ATLANTA - Was Delta Air Lines secretly funding a nonprofit organization fighting a commercial airport in Paulding county? The Georgia Court of Appeals will soon decide if that question should be answered in an ongoing legal battle.
Lawyers for the company trying to expand the Paulding county airport believe it is Delta airlines. They have attorney client logs, draft resolutions written by Delta attorneys, and even a podcast to back up their claim.
But, during arguments before a panel of judges, lawyers argued the Committee to Protect Paulding County has a first amendment right to remain anonymous.
In 2013, the Paulding county commission announced plans to turn its small airport, Silver Comet Field, into one large enough to handle commercial jets.
But, an anonymous grassroots committee appeared on the scene to fight the proposed expansion. And Silver Comet wants to force that committee to identify its financial backer.
“It is Delta who is behind all of this. They are the man behind the curtain who has been pulling the strings,” said Silver comet Terminal Partners lawyer Tony Cochran.
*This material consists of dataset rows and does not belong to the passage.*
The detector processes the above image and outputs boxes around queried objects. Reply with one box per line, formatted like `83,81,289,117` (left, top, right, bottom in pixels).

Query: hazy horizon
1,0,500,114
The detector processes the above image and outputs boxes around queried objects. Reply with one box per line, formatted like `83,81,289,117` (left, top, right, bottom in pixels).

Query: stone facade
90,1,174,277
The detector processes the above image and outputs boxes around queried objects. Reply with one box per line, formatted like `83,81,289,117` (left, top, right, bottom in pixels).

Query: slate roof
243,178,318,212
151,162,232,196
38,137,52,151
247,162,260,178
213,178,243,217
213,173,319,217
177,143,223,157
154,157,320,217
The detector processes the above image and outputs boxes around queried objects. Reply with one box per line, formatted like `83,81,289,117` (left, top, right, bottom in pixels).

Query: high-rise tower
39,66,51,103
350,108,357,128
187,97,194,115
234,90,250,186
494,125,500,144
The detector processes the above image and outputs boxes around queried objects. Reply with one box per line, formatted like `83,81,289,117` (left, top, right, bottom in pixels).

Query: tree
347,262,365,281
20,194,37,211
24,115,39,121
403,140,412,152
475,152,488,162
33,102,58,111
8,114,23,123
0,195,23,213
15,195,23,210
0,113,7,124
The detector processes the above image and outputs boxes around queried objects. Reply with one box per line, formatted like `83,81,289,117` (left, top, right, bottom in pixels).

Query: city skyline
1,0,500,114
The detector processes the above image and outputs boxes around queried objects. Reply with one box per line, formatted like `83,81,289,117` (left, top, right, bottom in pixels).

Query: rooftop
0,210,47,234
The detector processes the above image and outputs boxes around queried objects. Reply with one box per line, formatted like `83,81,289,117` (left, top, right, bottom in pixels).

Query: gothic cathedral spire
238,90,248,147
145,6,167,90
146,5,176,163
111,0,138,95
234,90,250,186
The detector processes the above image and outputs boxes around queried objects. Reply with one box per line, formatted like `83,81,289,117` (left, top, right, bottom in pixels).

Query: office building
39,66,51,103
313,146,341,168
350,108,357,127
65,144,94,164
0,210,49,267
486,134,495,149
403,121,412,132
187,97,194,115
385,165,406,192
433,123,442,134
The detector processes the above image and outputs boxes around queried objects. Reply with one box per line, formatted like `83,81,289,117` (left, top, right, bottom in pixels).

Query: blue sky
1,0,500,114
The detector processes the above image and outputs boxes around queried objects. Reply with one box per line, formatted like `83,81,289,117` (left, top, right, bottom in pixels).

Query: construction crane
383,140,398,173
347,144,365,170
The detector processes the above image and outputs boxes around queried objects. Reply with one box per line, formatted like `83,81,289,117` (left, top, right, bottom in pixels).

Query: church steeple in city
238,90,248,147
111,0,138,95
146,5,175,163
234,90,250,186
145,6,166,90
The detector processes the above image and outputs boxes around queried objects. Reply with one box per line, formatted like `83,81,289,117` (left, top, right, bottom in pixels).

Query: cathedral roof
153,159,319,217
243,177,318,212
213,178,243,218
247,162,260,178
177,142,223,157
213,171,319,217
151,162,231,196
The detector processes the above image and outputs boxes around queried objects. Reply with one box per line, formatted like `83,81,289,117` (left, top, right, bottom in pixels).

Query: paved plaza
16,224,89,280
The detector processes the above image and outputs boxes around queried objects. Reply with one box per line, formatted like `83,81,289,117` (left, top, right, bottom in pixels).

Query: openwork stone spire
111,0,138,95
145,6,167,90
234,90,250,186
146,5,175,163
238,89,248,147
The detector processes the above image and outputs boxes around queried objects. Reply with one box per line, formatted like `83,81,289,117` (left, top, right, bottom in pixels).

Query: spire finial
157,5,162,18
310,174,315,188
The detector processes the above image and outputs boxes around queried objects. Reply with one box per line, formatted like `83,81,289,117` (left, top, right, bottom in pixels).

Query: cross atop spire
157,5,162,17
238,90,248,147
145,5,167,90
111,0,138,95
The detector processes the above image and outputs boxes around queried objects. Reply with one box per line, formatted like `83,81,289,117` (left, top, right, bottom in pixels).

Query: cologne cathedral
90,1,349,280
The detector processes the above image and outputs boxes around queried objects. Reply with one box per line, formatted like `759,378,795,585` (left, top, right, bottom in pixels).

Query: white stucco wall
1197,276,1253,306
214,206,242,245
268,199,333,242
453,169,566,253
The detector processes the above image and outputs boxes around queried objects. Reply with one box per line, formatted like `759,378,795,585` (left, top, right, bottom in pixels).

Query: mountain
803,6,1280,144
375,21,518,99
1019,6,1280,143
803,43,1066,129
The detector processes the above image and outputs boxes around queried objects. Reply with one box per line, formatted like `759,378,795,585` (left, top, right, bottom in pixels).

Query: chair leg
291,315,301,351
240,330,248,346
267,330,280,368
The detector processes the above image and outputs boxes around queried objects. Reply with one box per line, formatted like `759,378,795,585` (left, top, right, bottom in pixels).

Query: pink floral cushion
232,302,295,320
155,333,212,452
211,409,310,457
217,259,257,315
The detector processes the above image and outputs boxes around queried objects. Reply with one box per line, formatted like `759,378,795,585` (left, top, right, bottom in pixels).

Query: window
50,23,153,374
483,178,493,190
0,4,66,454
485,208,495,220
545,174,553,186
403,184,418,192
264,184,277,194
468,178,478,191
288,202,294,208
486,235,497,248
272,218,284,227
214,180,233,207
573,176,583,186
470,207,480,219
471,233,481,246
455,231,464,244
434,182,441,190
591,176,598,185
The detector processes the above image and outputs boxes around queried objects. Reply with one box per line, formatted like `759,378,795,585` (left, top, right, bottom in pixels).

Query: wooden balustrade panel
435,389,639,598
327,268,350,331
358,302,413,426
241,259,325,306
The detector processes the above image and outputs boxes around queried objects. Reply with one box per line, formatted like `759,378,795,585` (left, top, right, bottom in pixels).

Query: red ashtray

Cochran, arguing before a panel of Georgia Court of Appeals judges, said Delta airlines is the power and money behind the Committee to Protect Paulding County.
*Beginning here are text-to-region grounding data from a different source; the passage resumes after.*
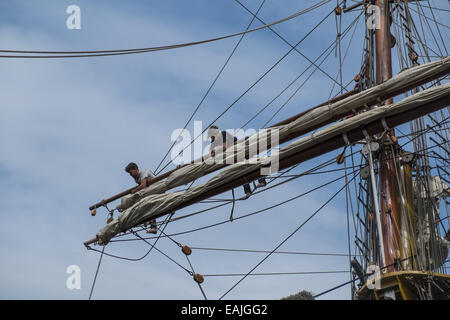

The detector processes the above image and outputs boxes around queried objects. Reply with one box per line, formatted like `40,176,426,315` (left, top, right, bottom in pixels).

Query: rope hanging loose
88,245,105,300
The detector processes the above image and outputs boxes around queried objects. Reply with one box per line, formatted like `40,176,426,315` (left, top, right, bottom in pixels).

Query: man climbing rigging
207,125,266,199
125,162,158,234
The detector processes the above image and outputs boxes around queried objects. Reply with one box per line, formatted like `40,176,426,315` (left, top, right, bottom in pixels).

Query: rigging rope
218,172,358,300
184,254,208,300
110,170,352,242
110,123,449,246
153,0,267,174
413,1,448,55
189,246,362,257
0,0,332,58
233,0,349,92
87,213,184,265
412,3,450,12
154,1,339,175
327,4,360,100
110,152,361,242
313,255,416,298
262,9,363,127
88,246,105,300
203,270,349,277
132,230,193,275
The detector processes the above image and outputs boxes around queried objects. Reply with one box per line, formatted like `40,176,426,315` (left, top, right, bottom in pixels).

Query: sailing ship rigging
80,0,449,299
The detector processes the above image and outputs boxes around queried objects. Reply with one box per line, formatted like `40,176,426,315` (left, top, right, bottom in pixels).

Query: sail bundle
86,80,450,246
115,56,450,212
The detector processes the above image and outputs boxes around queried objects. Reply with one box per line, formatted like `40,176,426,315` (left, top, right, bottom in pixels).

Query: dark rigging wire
154,1,339,175
153,0,267,174
233,0,349,93
88,246,105,300
189,246,362,257
218,171,358,300
203,270,349,277
239,10,363,131
0,0,331,58
115,166,358,243
110,152,361,242
313,256,416,298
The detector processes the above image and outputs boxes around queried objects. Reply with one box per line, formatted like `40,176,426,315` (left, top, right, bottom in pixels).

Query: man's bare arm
131,179,147,194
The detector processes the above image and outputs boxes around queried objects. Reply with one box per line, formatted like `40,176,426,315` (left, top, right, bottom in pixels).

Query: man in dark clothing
207,125,266,198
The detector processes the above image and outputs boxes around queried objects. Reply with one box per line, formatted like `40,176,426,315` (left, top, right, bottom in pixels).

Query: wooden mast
375,0,402,273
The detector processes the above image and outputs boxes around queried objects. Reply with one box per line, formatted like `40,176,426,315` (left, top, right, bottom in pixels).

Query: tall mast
375,0,393,92
374,0,402,273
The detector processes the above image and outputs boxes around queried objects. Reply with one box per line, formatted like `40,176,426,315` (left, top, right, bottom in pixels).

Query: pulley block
182,245,192,256
193,273,204,284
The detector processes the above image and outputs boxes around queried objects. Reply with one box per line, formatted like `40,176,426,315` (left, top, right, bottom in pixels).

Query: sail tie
381,117,390,131
230,189,236,222
342,132,350,146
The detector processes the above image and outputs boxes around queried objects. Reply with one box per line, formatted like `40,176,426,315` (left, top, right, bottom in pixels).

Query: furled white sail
116,56,450,212
85,82,450,246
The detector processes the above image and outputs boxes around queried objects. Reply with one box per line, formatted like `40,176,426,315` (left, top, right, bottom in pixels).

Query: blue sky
0,0,448,300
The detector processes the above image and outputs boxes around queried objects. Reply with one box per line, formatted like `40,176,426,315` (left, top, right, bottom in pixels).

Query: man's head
207,125,220,142
125,162,139,178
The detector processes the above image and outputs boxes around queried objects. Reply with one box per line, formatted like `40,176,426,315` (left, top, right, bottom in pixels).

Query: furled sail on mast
85,81,450,246
112,57,450,212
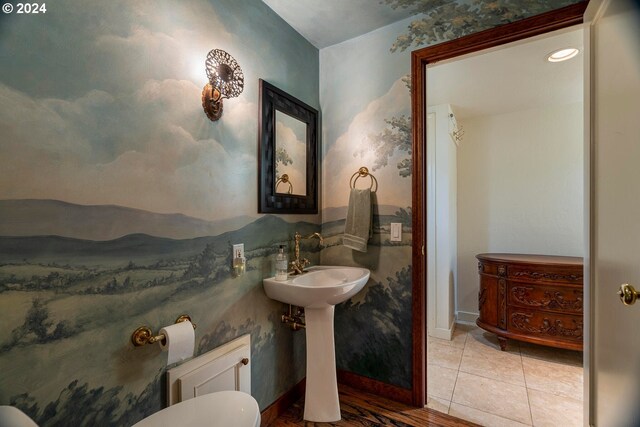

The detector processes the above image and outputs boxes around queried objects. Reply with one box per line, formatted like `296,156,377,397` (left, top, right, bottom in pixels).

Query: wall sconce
201,49,244,121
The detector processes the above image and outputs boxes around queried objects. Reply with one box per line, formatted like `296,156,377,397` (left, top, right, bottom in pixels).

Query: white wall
456,102,584,318
427,105,458,339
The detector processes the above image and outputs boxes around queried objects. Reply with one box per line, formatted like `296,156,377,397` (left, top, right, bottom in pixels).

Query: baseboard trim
456,311,479,324
428,325,454,340
260,378,305,427
337,369,413,406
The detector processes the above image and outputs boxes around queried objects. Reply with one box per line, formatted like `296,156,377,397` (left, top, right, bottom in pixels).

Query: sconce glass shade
205,49,244,99
202,49,244,121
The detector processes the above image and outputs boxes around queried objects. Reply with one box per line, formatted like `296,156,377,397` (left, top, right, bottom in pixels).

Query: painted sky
319,15,414,149
275,112,307,196
0,0,318,221
323,77,411,209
“They keep saying they are a grassroots organization. They are AstroTurf manufactured by Delta airlines in the corporate office,” said Cochran.
In 2013 the Paulding commission announced that Silver Comet Terminal Partners would bring commercial jets to the Paulding County airport. An agreement, many in the county, felt was underhanded.
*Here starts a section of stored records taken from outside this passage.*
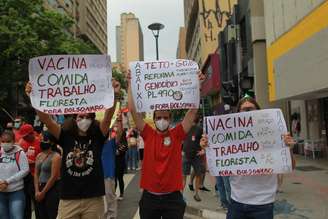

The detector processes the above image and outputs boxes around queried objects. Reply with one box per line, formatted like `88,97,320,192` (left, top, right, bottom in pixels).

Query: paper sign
205,109,292,176
29,55,113,115
129,59,200,112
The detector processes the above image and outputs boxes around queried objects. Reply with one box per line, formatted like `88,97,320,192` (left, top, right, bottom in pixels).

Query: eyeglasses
240,107,256,112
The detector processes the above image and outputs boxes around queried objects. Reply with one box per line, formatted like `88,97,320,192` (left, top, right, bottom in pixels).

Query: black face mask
40,142,51,151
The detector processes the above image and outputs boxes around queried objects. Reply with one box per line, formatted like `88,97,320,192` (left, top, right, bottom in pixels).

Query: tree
0,0,99,122
112,68,127,90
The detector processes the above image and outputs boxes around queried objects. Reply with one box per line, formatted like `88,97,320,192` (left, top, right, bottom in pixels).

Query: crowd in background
0,73,295,219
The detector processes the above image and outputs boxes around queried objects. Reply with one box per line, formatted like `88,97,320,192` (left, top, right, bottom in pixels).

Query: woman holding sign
200,96,296,219
25,80,121,219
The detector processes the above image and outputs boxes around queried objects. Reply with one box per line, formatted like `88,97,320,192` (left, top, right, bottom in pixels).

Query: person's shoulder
52,152,61,161
142,123,155,133
171,123,184,134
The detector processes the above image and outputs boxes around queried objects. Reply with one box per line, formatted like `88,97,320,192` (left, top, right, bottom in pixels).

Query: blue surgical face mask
14,122,21,129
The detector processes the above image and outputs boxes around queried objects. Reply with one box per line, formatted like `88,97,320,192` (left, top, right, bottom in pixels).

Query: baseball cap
19,124,34,137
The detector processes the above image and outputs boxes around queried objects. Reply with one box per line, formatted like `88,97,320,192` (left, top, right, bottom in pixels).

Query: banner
205,109,292,176
129,59,199,112
29,55,113,115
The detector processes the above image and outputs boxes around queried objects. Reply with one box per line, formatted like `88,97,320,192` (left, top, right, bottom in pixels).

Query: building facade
184,0,236,67
218,0,272,106
76,0,107,54
183,0,236,116
116,13,144,73
176,27,187,59
45,0,108,54
264,0,328,156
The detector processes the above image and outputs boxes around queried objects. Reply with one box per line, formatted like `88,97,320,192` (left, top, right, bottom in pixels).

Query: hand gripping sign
129,59,200,112
29,55,113,115
204,109,293,176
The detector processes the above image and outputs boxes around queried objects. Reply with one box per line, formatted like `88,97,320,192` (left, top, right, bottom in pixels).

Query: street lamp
148,23,165,60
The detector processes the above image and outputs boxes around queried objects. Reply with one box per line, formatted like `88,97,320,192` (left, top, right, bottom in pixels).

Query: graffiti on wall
200,0,233,42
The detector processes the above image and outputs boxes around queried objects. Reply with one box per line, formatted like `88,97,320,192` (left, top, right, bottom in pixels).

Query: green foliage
0,0,99,117
112,68,127,90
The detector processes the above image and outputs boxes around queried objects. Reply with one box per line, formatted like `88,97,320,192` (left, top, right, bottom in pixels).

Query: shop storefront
201,53,221,116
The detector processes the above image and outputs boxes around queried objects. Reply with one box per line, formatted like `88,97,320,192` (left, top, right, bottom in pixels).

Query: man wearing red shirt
17,124,41,219
128,71,205,219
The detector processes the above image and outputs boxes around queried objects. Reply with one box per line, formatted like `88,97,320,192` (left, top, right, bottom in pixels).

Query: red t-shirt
14,129,23,143
140,123,186,193
18,138,41,175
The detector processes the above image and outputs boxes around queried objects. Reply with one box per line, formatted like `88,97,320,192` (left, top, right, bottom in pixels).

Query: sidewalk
183,155,328,219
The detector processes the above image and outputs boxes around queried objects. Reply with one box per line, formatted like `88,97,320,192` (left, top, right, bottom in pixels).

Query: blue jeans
0,189,25,219
127,147,138,169
227,199,273,219
216,176,231,208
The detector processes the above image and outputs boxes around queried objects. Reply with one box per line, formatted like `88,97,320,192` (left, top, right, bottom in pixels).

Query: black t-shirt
58,127,107,199
182,125,203,159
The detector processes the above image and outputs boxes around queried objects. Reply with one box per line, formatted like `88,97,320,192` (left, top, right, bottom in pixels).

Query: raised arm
127,70,145,132
182,71,206,133
100,79,121,136
25,82,61,139
181,109,198,133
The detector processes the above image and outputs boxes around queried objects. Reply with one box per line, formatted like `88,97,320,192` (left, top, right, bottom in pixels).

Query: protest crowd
0,56,296,219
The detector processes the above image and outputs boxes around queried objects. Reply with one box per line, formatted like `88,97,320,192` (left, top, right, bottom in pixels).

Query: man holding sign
25,54,121,219
127,63,205,219
201,96,295,219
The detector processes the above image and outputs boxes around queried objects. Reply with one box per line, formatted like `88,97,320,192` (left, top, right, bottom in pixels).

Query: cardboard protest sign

Two years later, a new set of commissioners led by Todd Pownall and Vernon Collett introduced a resolution to effectively kill the expansion.
Ultimately, a law suit was filed by Paulding County against Silver comet Terminal Partners. Silver Comet wants the Committee to Protect Paulding County to identify whether Delta Air Lines financially supported the committee. That issue is now before the Georgia court of appeals.
The committee attorney, Tippi Burch, told judges the committee is entitled, under the 1st amendment, to participate and have anonymous speech.
Burch argued the first amendment protects anyone who sets up a grassroots nonprofit like the Committee to Protect Paulding County. Especially in a high profile political battle.
“You can certainly see where there are situations, including this one where you may not want the community to know what side of an issue you fall on,” said Burch.
Tony Cochran, Silver Comet's attorney argued the committee supported new anti-airport expansion commissioners and then helped those commissioners craft legislation to kill the deal.
“Chip Lake said there wasn't but one purpose of this committee. Kill commercial service,” said Cochran.
But attorney Don Geary, representing the treasurer of the committee, argued it doesn't matter who created the committee. His reasoning: because the Paulding county commission - not the committee - voted to effectively kill the airport expansion.
“All they want to do, as the judge, they want to get into court and they want to scream. Delta, the big corporation stopped Paulding County from getting rich. They want to do David and Goliath,” Geary said after the hearing.
A ruling is not expected for four or five months. All three of the Paulding County Commissioners who voted to effectively kill the airport expansion face opposition in the upcoming primary.